[SCHEDULE 13D/A] ASA GOLD AND PRECIOUS METALS LIMITED SEC Filing
Saba Capital Management, Saba Capital Management GP, LLC and Boaz R. Weinstein jointly report beneficial ownership of 3,686,546 common shares of ASA Gold and Precious Metals Limited, equal to 19.53% of the outstanding class based on 18,872,332 shares as of 5/31/25. The filing shows shared voting and shared dispositive power over these shares.
Funds used to acquire the position came from investor subscription proceeds, capital appreciation and margin borrowings, and the Reporting Persons paid approximately $64,022,223 to acquire the reported shares. Item 4 lists the purpose as Not Applicable, and the open-market transactions are detailed in Schedule A.
- Material stake disclosed: 3,686,546 shares representing 19.53% of ASA's common stock based on 18,872,332 shares outstanding as of 5/31/25
- Clear financing disclosure: Purchases funded by investor subscription proceeds, capital appreciation and margin borrowings; total paid ~$64,022,223
- Economic rights retained: Funds advised by Saba Capital have the right to receive dividends and proceeds from sales of the reported shares
- No purpose disclosed: Item 4 is listed as "Not Applicable," so the Reporting Persons did not state an intention or plan regarding the stake
- Shared, not sole, control: The filing shows shared voting and dispositive power rather than sole control, leaving uncertainty about who directs actions
- Transaction detail resides in Schedule A: This amendment references open-market transactions set forth in Schedule A rather than listing them inline in this filing
Insights
TL;DR: Saba holds a material 19.53% stake in ASA, purchased for about $64.0M; no purpose disclosed, limiting immediate signal.
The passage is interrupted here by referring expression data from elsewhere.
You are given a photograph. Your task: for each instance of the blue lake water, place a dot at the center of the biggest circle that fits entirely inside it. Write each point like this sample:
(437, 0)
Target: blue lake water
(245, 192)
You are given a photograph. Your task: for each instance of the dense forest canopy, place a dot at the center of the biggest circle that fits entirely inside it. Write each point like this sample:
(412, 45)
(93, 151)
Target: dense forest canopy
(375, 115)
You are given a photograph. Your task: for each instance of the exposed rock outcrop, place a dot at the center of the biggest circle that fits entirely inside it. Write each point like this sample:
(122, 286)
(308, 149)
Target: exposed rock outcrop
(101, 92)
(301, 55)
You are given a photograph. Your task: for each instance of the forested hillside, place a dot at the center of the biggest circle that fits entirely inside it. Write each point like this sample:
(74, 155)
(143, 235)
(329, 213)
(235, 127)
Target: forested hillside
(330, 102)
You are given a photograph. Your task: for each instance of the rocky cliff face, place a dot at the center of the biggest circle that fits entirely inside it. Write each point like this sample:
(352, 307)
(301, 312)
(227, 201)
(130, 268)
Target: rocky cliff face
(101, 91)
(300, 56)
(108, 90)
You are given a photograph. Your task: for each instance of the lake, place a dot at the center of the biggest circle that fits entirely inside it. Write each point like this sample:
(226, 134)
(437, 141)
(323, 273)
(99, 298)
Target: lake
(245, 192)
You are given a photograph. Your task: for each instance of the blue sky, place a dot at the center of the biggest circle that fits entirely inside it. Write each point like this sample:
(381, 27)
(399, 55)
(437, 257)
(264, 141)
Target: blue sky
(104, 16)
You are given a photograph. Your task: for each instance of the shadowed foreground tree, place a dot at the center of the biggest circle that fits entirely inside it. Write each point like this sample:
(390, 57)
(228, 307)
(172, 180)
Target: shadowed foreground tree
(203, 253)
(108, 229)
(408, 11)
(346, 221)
The filing documents a substantial institutional stake: 3,686,546 shares equal to 19.53% of the class using the 18,872,332 share base reported as of 5/31/25. The position was acquired with subscription capital, capital appreciation and margin borrowings, with an aggregate purchase cost of approximately $64,022,223. Voting and dispositive powers are shared, not sole, and dividends/proceeds rights are retained by advised funds. Because Item 4 states "Not Applicable," the filing does not state any strategic intent, which leaves investors to interpret implications from stake size and financing structure.
TL;DR: A nearly 20% stake with shared voting power but no disclosed purpose raises governance and disclosure questions for ASA shareholders.
The disclosure is material from a governance standpoint: a 19.53% beneficial position typically warrants scrutiny of potential influence on board composition, strategy or shareholder proposals. Here, control is not asserted—voting and dispositive power are shared—and the filer explicitly lists Item 4 as "Not Applicable," providing no clarity on intentions. The filing confirms rights to dividends and sale proceeds for advised accounts, and indicates acquisitions were made in the open market and summarized in Schedule A. From a governance perspective, ASA shareholders should note the stake size and absence of an expressed plan.